Whereas the most notable feature about gambling in Illinois in the first half of the 20th century was all about organized crime and the second half all about riverboat gambling, Illinois of the 21st century features some dandy state-of-the-art casinos owned and operated by legitimate Las Vegas-based interests.
And not only is the Illinois gambling scene vibrant and lively, the state seems intent upon expanding the offerings in years to come.
Population: 12.9 million (2016 est.)
Area: 57,915 sq. mi.
Gambling Age (Casinos): 21
Gambling Age (Lottery): 18
Number of Casinos: 12
• Illinois was the first state to ratify the 13th Amendment, which banned slavery in the U.S.
• Chicago’s Lincoln Park Zoo is the oldest public zoo in the U.S.
• Over 75% of Illinois’s total area is devoted to farmland.
• Illinois is the United States’ leading producer of pumpkins.
Modern casino gambling in Illionis started in similar fashion to that of Iowa. Following the lead of Iowa in 1990 – and surely noting that state’s subsequent welcoming of over 2 million visitors in each of the new casinos’ first two years – a similar law was passed in Illinois in the following year. Permanently-docked facilities in Alton and Peoria opened in 1991, and Rock Island and East Dubuque riverboat casinos followed in ’92.
Twenty years later, a combination of environmental concerns and the success of the floating gaming houses led to modification of state law to allow more land-based casinos in Illinois. After legislative battles between was reached between extant riverboat casino-operating interests and racetrack owners, the latter won the right to either dock their riverboats or establish new casinos altogether while slot machines, video poker and the like were removed from the state’s horse racing tracks. As an apparent sop, simulcast racing and betting was allowed at these tracks.
Today, the state of Illinois has 12 operating casinos, three racetracks and one OTB shop in East Chicago. These numbers represent peak levels of legal casinos operating in the state.
The Vegas-operated Hollywood Casino chain has two outlets in Chicago: In aurora and Joliet. Otherwise, the list of traditional casinos in Illinois as of 2017 includes the Ameristar Casino Hotel East Chicago; Casino Queen (East St. Louis); Flamingo Slots (Rockford); the docked riverboat Grand Victoria Casino (Elgin); Harrah's Metropolis; Horseshoe Hammond Casino; Jumer's Casino & Hotel (Rock Island); the punningly-named Pair-A-Dice Hotel Casino (East Peoria); and the Rivers Casino Des Plaines.
The state's sole remaining riverboat casino is the Argosy Casino Alton.
The usual rules of the U.S. are in effect in Illinois: One must be 21 years old or older to play in the casino, while one can enjoy pari-mutuel betting at the tracks, play the state lottery or other legal games of chance in Illinois at age 18.

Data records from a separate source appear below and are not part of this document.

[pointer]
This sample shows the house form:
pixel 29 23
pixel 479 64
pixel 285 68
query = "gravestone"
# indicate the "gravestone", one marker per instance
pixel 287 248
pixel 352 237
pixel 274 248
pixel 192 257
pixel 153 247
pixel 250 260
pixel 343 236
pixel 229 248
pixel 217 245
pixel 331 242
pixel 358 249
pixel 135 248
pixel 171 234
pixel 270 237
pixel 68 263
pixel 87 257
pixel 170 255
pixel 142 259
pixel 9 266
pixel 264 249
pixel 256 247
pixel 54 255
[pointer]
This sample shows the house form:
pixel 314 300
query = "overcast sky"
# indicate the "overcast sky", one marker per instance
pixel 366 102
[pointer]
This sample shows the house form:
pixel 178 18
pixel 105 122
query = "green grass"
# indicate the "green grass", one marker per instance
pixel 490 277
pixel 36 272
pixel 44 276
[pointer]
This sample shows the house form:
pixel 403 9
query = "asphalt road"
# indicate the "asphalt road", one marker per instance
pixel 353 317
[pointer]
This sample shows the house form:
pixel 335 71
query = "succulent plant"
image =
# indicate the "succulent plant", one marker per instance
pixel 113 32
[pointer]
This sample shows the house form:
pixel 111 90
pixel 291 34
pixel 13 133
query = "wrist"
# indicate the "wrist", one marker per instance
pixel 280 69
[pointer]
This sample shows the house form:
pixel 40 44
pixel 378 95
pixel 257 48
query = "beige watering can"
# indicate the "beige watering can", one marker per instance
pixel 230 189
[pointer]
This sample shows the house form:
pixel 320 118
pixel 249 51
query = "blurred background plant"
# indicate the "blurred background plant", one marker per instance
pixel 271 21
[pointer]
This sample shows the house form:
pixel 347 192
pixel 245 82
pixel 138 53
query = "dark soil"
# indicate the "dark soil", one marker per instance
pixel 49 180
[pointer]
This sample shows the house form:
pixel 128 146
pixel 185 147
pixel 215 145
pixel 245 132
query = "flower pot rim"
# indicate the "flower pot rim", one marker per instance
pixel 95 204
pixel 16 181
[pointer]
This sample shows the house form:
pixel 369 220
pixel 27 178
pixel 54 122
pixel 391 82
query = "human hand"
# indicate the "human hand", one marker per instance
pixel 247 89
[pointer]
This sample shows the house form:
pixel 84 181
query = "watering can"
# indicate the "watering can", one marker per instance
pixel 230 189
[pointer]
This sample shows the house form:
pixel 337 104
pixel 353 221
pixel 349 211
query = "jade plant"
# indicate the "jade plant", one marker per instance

Before Prohibition focused the efforts of organized crime in the 1920s, Chicago was particularly rife with illegal gambling and “houses of ill repute.” In the early ’10s, historians have established that at least 50 gambling houses were doing business in downtown Chicago itself. The point here is that probably the greatest gamblers in Illinois history will never be known.
So we’re giving props here to Mont Tennes and Mike "de Pike" Heitler, who ultimately ran all illegal gambling in Chicago thanks to the greasing of police officers’ and politicians’ palms. While Heitler was iced in 1931, the Crime Doesn’t Pay? Department notes that Tennes died at the age of 73 with a personal estate valued at $5 million (worth about $81 million today).
To establish a casino in the state of Illinois, one must be licensed by the state. Illinois’s gambling commission hasn’t approved a new locale in some time, but this may change by 2020 or so (see “Future of Gambling in Illinois” below). Currently, casino gambling, pari-mutuel betting, the state lottery and online daily fantasy sports betting is permitted.
The future of gambling in Illinois will certainly be won by the pro-gambling lot: At the end of 2016, figures released by the Illinois Gambling Board released statistics showing that revenue derived from gambling in Illinois had risen some 21.5% year-on-year, from $228 million in 2015 to $277 million in ’16. This provides some niece fuel for the argument of the pro-gambling lobby to expand licensure in Illinois.
Enthusiasts and gaming tourists will definitely want to keep their eye on Illinois, as gambling scene in this state is certainly healthy and will stay so for years to come.